Evenutally he started dating a new girl and, immediately after this, I pushed all of my feelings for him to the side and started dating a really great guy. Problem was, this new boyfriend wasn't who I really wanted (this was about 2 years ago).

We really lost touch after this and it was horrible. I felt like (and have recently told him this) I lost the other half of myself. We barely spoke for over a year.

He and his new girl dated for a while but it didn't work. I dated my new guy for about the same amount of time with the same results.

We started talking more after our break ups. It wasn't like before though- it was only occasional.

About a year ago we both started seeing new people.

We started to hang out again, more and more, around that time. A few months ago he broke it off with his lady and came to me immediately.

Now, things are getting crazy. I still have very strong feelings for him, seven years later, and he's honestly confusing the crap out of me.

I know that my current interest and I aren't going to make it because of how stroy feelings are for my friend. I can't lead him on, so I'm ending it.

But here's the real issue. I don't know what to think about my friend.

We hang out more and more every day. He always asks to hang out but just us. Just me and him. I have the best time of my life with him. We went out recently and spent the day together hiking and driving around just talking. That night we stayed up talking until we passed out. It was probably the best night I've had in years.

We went out after that later and he took me around town, climbing trees, showing me his favorite spots to sit and think, and brought me to a party. We stayed out until 4 in the morning and I gave him and a mutual friend a ride home. iafter I dropped him off and said goodnight he sent me a text saying how he's happy that we're rekindling our relationship and he was hopinh that we could spend another night together talking until we passed out again. He said it was the best night. I agreed with him, and we made plans to sit and star gaze and just talk all night on the next clear night.

When I look at him, its like I can't tare my eyes away. We both catch each other staring at one another and its likr when we lock eyes we completely understand what the other is thinking.

Whenever I think about getting a hold of him he always, always calls or texts before I get a chance to. Its like he just knows when I need him. Its kind of crazy.

So basically, my question is, am I reading way too much into this? Should I just snub these feelings I've had for this guy, my best friend, for years and come to terms with the fact that friends are just that- friends. Or do you think I should risk what we have now and go for what I've wanted all of this time?
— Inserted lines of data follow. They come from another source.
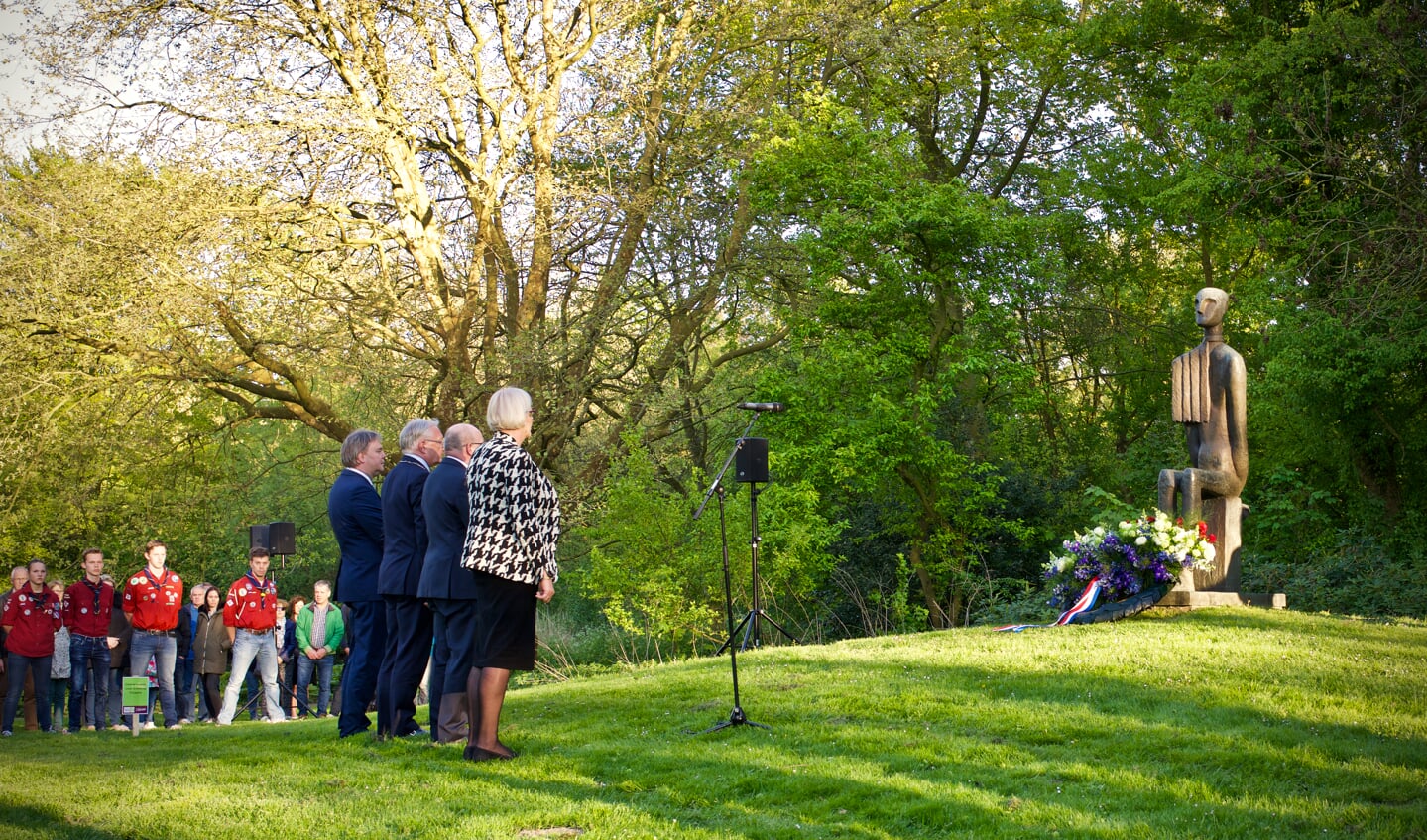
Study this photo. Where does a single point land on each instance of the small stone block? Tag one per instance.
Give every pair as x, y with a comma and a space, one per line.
1202, 599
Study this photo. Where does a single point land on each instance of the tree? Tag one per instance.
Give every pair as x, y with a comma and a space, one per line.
461, 188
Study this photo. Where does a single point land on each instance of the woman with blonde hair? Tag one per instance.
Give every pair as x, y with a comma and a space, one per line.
510, 546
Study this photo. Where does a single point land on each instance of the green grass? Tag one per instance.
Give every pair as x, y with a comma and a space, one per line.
1218, 723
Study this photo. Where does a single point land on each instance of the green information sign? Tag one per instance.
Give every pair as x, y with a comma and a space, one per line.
136, 695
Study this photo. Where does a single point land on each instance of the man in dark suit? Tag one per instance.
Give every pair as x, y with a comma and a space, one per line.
409, 621
354, 508
447, 586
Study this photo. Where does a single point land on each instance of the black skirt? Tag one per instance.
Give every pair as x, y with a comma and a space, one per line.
504, 625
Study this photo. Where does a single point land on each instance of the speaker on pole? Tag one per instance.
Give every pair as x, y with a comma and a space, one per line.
751, 464
257, 537
282, 538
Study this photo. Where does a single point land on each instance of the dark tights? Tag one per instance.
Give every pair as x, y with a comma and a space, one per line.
484, 695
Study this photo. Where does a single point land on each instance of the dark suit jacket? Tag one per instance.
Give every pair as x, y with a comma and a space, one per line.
354, 510
404, 525
447, 510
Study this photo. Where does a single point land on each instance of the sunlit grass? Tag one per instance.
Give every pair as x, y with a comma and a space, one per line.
1218, 723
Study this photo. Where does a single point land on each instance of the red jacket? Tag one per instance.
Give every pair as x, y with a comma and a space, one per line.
251, 604
86, 611
153, 602
33, 619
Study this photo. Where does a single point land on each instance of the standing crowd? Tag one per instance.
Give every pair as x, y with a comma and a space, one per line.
438, 578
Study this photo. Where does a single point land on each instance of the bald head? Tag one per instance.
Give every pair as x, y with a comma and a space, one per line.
461, 441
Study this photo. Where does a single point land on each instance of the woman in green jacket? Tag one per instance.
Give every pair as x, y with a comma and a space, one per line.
318, 637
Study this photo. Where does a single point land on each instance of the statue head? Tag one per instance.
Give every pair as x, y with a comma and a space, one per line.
1209, 305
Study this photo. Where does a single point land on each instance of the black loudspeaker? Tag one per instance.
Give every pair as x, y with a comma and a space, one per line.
257, 537
751, 464
282, 538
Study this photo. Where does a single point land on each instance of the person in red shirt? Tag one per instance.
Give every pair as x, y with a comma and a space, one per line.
152, 601
87, 609
250, 615
30, 621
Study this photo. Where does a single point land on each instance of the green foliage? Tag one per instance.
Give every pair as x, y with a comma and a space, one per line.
1218, 725
658, 573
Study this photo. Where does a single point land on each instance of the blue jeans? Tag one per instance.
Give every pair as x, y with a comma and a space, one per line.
324, 682
165, 651
59, 687
249, 647
39, 666
88, 672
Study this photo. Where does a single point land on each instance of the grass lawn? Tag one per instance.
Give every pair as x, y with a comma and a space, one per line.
1216, 723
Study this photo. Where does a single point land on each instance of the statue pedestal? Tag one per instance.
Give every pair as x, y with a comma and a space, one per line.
1218, 586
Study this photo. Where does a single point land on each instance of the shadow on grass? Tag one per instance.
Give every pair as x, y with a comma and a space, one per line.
19, 822
964, 749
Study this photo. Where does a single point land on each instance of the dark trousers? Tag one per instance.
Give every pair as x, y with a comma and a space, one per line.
368, 624
182, 687
17, 666
452, 629
88, 677
409, 650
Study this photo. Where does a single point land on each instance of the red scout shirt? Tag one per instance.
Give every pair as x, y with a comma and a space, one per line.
87, 608
153, 602
251, 604
33, 619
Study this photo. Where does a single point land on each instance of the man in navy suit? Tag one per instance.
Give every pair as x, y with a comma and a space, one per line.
409, 621
447, 586
354, 508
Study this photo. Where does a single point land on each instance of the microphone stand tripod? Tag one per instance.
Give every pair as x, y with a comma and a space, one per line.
737, 718
751, 621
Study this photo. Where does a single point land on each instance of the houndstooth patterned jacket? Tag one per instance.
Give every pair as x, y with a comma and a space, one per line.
514, 514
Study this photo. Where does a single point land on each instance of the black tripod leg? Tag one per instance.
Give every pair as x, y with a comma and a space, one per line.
734, 632
780, 629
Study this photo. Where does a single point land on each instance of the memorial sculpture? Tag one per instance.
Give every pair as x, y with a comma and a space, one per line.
1209, 385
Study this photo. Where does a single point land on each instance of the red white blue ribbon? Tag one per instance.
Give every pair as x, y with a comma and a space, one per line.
1085, 602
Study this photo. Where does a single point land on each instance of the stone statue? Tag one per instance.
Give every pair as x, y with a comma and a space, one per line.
1209, 398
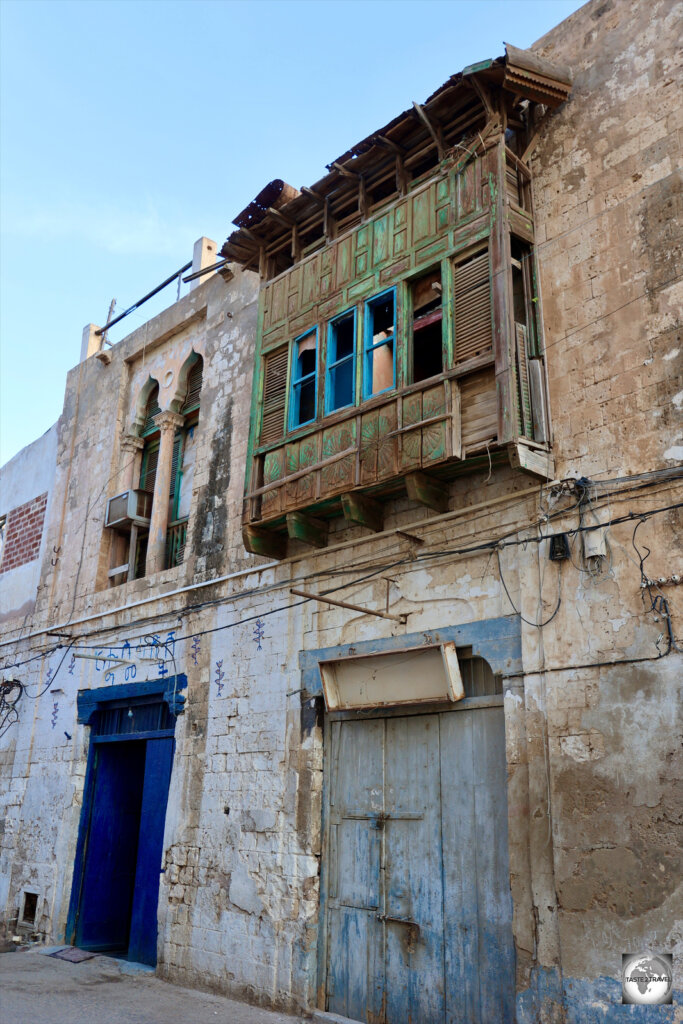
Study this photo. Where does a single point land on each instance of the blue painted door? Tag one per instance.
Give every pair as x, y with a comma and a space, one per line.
416, 886
117, 909
109, 877
158, 765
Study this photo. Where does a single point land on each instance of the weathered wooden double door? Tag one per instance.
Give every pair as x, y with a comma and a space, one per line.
418, 912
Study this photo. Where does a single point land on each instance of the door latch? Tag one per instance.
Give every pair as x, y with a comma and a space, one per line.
413, 927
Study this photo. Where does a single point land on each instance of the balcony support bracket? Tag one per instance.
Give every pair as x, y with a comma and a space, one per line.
366, 511
307, 528
427, 491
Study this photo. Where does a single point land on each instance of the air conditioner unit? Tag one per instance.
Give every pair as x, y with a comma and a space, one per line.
128, 508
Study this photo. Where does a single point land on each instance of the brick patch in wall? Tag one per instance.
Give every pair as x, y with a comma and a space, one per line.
24, 531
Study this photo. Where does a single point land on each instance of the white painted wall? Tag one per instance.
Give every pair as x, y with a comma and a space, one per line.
29, 474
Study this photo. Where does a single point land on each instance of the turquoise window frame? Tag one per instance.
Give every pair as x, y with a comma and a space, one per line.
333, 364
369, 347
297, 383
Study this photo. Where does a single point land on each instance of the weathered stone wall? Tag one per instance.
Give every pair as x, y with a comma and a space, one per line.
26, 485
590, 724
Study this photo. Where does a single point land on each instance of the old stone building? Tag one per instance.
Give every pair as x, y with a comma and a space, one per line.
345, 591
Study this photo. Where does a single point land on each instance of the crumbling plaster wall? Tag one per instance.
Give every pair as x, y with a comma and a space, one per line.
591, 751
24, 478
607, 200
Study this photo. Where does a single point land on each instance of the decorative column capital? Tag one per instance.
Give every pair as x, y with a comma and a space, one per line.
132, 443
168, 421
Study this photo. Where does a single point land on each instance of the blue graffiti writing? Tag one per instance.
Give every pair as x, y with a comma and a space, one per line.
220, 675
259, 633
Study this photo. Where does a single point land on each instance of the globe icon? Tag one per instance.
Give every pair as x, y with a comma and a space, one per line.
647, 980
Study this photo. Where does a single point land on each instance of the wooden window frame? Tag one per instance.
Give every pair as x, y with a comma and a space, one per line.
298, 382
333, 365
369, 347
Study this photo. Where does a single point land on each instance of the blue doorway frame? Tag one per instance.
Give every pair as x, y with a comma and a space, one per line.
115, 890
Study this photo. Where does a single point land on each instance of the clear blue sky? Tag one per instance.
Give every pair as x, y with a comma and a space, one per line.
129, 129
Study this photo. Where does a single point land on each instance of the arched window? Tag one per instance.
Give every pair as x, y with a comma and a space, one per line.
182, 469
148, 465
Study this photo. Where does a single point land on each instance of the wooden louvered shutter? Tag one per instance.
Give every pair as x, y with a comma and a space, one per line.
524, 411
177, 449
274, 395
194, 387
150, 463
151, 411
472, 307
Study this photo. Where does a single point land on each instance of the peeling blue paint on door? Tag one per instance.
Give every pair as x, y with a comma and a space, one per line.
115, 893
416, 885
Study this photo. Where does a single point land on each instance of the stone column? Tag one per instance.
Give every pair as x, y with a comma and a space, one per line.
167, 423
129, 474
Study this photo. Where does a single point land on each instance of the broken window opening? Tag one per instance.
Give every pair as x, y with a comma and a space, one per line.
304, 380
380, 330
427, 348
340, 390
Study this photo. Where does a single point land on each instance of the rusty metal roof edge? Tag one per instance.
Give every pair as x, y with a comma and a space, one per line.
523, 60
537, 65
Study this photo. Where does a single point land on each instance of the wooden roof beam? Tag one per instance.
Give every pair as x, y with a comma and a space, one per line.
432, 127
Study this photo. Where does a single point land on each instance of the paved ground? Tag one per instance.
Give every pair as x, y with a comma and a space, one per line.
36, 988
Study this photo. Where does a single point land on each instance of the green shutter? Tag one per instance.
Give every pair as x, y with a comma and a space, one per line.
524, 402
274, 395
148, 468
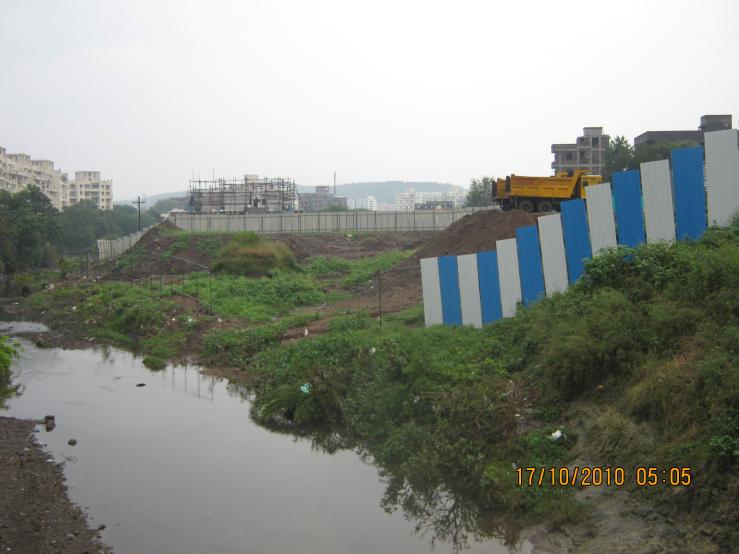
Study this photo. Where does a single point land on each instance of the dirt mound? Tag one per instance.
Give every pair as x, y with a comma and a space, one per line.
476, 233
401, 286
165, 249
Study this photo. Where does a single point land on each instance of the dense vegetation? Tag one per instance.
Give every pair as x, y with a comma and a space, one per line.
34, 234
251, 255
642, 353
7, 353
620, 155
636, 364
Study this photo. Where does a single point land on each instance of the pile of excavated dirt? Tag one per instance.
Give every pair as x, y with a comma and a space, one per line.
162, 252
401, 286
35, 513
157, 254
476, 233
353, 246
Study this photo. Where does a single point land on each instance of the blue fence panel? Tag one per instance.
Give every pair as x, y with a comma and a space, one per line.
628, 207
451, 304
689, 192
577, 240
529, 264
487, 273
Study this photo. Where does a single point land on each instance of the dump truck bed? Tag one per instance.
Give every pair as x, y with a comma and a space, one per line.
543, 187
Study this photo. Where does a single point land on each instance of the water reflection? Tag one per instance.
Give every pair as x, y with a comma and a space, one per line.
177, 466
443, 509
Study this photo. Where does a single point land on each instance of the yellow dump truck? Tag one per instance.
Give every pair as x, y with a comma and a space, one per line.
541, 194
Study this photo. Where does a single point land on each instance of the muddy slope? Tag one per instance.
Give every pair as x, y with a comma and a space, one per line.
35, 513
401, 286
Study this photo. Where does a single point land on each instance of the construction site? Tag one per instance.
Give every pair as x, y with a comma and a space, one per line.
252, 194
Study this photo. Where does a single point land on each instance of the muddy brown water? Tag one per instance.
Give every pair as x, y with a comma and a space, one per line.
178, 466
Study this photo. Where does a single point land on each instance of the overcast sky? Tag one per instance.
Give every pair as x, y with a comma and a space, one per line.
148, 92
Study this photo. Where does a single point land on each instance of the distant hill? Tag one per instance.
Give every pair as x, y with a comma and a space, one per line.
383, 191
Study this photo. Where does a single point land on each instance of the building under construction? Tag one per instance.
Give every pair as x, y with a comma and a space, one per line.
251, 194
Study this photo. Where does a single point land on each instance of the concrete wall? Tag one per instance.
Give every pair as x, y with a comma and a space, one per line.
328, 222
111, 249
653, 205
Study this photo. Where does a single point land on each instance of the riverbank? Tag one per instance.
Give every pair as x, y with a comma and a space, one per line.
35, 513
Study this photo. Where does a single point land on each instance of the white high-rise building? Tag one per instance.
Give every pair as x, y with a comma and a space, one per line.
407, 201
17, 171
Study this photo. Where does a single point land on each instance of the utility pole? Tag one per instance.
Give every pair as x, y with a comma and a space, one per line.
138, 201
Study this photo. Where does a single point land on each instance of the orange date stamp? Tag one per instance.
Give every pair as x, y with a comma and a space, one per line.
587, 476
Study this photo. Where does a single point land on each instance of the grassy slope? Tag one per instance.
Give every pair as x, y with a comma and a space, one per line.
7, 353
639, 359
637, 364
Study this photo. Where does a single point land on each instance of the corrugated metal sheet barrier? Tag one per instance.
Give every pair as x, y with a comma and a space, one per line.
651, 204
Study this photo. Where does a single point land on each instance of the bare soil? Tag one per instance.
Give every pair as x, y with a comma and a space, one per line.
478, 232
35, 513
156, 253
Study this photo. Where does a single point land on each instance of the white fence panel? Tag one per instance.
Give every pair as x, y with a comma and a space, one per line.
601, 223
553, 253
469, 290
722, 176
659, 208
431, 291
510, 280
I don't want to loose him. I'm afraid telling him how I feel will put him off if its not mutual and id rather have him in my life as a friend if nothing else. What do I do?

eightball61
03-23-2010, 10:33 PM
You both are adults now so its time to express your feelings as an adult. This is the only way for you to find out and figure out what it is he wants. He could be in the same position as you wondering what the hell is going on so this is why you need to be the one to man up and find out where things are going. If he cant give you an honest truth then hang in the towel so you can get on with your life. Because you dont have the closure most of your future relationships will fail because you keep going back to this confusion.